◎首都テヘランでクルド人女性のアミニさんがヒジャブを適切に着用しなかったという理由で道徳警察に殴り殺された事件は全国規模のデモを引き起こし、一部地域では暴動に発展している。
イランのライシ(Ebrahim Raisi)大統領は15日、全国各地で繰り広げられている抗議デモにバイデン(Joe Biden)米大統領が連帯を示したことについて、米国を「大悪魔」と呼び、非難した。
首都テヘランでクルド人女性のアミニ(Mahsa Amini)さんがヒジャブを適切に着用しなかったという理由で道徳警察に殴り殺された事件は全国規模のデモを引き起こし、一部地域では暴動に発展している。デモは5週目に突入した。
アミニさんは先月13日、テヘランを訪問中にヒジャブを適切に着用しなかったという理由で道徳警察に殴られ、パトカーに頭を叩きつけられ、車内で暴行を受け、昏睡状態に陥り、3日後に死亡した。
ライシ氏は米国が混乱と暴動を扇動していると非難し、初代最高指導者の故ホメイニ(Ruhollah Khomeini)師の言葉を引用した。「米国は混乱とテロと破壊を扇動する大悪魔です。私は最高指導者の言葉を思い起こしています」
またライシ氏は「敵の陰謀」に対抗すると主張し、デモ隊をさらに厳しく取り締まると示唆した。
米国に拠点を置く人権監視団体HRANAによると、9月17日のデモ開始以来、少なくとも233人のデモ参加者が治安部隊に殺害され、そのうち32人が18歳未満だったという。ノルウェーに拠点を置く人権団体イラン・ヒューマン・ライツ(IHR)は201人が殺害されたと報告している。
治安部隊の隊員も死亡しているとみられ、デモ参加者数百人が逮捕された。
バイデン氏は14日の選挙集会で、「米国はイランの市民、勇敢な女性たちと共に立つ」と述べた。
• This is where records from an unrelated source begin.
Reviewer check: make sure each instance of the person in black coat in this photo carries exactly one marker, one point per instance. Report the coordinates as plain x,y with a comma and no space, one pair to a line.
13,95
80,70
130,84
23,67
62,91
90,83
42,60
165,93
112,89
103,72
またバイデン氏は「イランが目覚めたことに驚いている」と述べ、デモを支持した。「長い間抑えられてきた何かが目覚めたようです...」
イラン外務省の報道官は16日、インスタグラムに投稿した声明で、「イランの意志は揺るがず、主権と独立を守る」と主張した。
米国務省は先週、抗議デモの弾圧に関与した政府関係者に新たな制裁を科した。財務省も先月、道徳警察に制裁を科している。
ライシ氏は、「米国は制裁が機能していないことを嘆き、イランを不安定化させる作戦に打って出た」と主張し、米国がデモを煽ったと非難した。
現最高指導者のハメネイ(Ali Khamenei)師も米国とイスラエルが暴動に関与していると主張し、治安部隊に取り締まりを強化するよう命じている。